Randomize the order of your letters.
When creating the code, instead of putting the letters in alphabetical order in the grid, try randomly assigning letters to boxes. This way, people who are familiar with pigpen code will not be able to immediately guess which symbol relates to which letter.
The more you randomize your code, the more difficult it will be for others to figure it out. If you are using this code to write to your friends, make sure that they have a copy of your cipher.
Replace dots with other symbols.
If you use dots, others may recognize your code as a pigpen code immediately. Try replacing the dots with other symbols, such as 0, X, *, or +. Furthermore, if you really want to confuse people, use multiple symbols in coding your grids.

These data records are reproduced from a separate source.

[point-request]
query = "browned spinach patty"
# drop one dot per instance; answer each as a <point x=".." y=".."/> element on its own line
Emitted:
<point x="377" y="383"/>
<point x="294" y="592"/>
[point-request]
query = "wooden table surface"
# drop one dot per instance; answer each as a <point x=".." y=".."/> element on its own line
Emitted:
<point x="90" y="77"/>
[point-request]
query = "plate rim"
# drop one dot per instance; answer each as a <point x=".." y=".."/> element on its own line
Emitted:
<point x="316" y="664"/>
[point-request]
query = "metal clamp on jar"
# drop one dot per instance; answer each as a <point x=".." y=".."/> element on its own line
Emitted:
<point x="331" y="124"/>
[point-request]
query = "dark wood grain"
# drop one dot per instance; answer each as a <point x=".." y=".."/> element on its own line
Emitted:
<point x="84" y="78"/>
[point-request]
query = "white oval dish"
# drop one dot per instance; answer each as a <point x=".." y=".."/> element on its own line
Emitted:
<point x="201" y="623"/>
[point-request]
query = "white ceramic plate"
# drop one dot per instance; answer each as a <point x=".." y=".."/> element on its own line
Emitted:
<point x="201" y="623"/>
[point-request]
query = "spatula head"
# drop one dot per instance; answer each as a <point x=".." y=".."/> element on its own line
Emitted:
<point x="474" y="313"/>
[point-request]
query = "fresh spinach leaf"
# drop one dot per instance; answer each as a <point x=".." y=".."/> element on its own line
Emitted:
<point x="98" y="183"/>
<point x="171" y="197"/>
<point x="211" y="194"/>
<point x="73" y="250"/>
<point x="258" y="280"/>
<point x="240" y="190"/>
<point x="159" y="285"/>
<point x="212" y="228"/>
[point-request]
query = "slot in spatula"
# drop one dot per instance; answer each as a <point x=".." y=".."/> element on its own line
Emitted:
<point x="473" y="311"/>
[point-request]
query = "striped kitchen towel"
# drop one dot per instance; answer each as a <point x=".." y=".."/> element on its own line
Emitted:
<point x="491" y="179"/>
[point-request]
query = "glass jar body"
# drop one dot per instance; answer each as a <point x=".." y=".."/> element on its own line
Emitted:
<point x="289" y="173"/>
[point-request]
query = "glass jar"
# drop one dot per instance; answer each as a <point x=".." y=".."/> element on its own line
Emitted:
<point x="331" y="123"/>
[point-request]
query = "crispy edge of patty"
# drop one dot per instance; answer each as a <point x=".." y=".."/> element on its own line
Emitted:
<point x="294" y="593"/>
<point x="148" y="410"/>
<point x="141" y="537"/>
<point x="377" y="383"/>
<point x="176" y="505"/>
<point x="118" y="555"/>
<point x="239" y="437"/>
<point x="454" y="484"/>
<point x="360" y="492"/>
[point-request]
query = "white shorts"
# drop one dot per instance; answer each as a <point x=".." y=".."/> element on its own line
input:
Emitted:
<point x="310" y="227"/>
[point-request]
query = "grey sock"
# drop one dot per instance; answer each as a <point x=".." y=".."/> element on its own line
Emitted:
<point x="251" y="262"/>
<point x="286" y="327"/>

Write three letters instead of two letters in the spaces.
If you are using a single grid and X to form your code, you can make the code even more difficult by writing three letters instead of two in each space. While writing in this method, each symbol will consist of zero, one or two dots. Zero is the left letter, one is the middle and two is the right one.
In this version, you will have extra spaces. You can fill them with numbers, punctuation (!, ?, &) or leave them blank.
Make your numbers into ciphers.
The tic-tac-toe cipher is a type of pigpen cipher used for numbers. Draw a crosshatch grid and fill each space with a number. You don’t need to add dots. Simply use the shape formed by the surrounding lines of each number. Replace “0” with an X.